Regulatory change would spread modified genetic traits to wild organisms.
MONTREAL, MEXICO CITY, SÃO PAULO, February 22, 2018—The largest rural movements in Brazil, representing well over a million farmers, are protesting a new Brazilian regulation that would allow release of gene drives, the controversial genetic extinction technology, into Brazil’s ecosystems and farms.
On February 3rd and 4th, the National Coalition of Farmworkers and Rural, Water and Forest Peoples met near São Paulo, Brazil and sounded the alarm about new Brazilian regulatory changes – a resolution passed on January 15th by Brazil’s National Technical Commission on Biosafety that would allow the release of gene drive organisms into the environment. The effect of this change is that Brazil becomes the first country in the world to establish a legal channel for the release of gene drives into the environment. The new rule could potentially make it even easier to release a living gene drive organism than a GMO seed.
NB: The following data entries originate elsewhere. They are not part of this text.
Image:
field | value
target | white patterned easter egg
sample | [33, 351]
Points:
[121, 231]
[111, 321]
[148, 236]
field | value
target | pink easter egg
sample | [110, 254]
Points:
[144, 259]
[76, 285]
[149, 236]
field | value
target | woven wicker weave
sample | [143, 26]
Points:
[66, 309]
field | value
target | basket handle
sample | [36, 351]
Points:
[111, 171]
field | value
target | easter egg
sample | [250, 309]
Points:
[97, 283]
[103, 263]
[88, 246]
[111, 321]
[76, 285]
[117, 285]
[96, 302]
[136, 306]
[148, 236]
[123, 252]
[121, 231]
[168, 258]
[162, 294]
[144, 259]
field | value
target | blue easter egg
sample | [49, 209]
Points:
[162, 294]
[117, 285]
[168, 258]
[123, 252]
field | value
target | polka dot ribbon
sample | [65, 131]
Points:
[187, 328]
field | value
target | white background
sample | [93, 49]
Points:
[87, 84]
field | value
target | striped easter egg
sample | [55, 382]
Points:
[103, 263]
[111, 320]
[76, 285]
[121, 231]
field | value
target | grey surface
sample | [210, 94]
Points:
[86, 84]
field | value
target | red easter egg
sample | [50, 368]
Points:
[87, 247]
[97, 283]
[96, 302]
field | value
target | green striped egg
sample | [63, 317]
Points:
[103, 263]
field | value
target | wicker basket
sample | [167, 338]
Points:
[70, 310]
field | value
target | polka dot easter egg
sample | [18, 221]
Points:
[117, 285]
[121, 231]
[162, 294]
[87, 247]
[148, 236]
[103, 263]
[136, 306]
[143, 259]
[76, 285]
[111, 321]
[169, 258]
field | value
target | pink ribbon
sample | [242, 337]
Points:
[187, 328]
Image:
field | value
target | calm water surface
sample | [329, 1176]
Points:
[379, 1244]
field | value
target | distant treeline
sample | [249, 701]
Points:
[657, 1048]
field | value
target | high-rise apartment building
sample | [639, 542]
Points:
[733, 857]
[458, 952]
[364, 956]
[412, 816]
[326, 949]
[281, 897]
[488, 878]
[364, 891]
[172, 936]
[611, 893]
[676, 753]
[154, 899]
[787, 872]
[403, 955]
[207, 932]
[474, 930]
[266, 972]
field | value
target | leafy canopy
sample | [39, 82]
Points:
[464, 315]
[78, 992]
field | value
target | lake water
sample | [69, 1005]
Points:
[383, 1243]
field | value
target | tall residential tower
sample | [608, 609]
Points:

The farmers organizations are concerned about agribusiness giants spreading more transgenic seeds, but also attempts to directly change the nature of wild plants and animals.
João Pedro Stédile, from the National Coordination of the Movement of Landless Rural Workers (MST) which represents over a million landless peasants in Brazil and is part of the global peasant movement La Via Campesina, summarized the concerns expressed in the meeting:
“Brazil is living a serious political, economic, social and environmental crisis, and transnational capital has supported a political coup. Within this context, the government is now changing laws and the Constitution to allow them to take over our natural resources. This decision from CTNBio is illegal, and would allow the dissemination of new transgenic seeds and living organisms without even minimal controls and assessments. We are not staying passive on these assaults, we will fight back against this resolution.”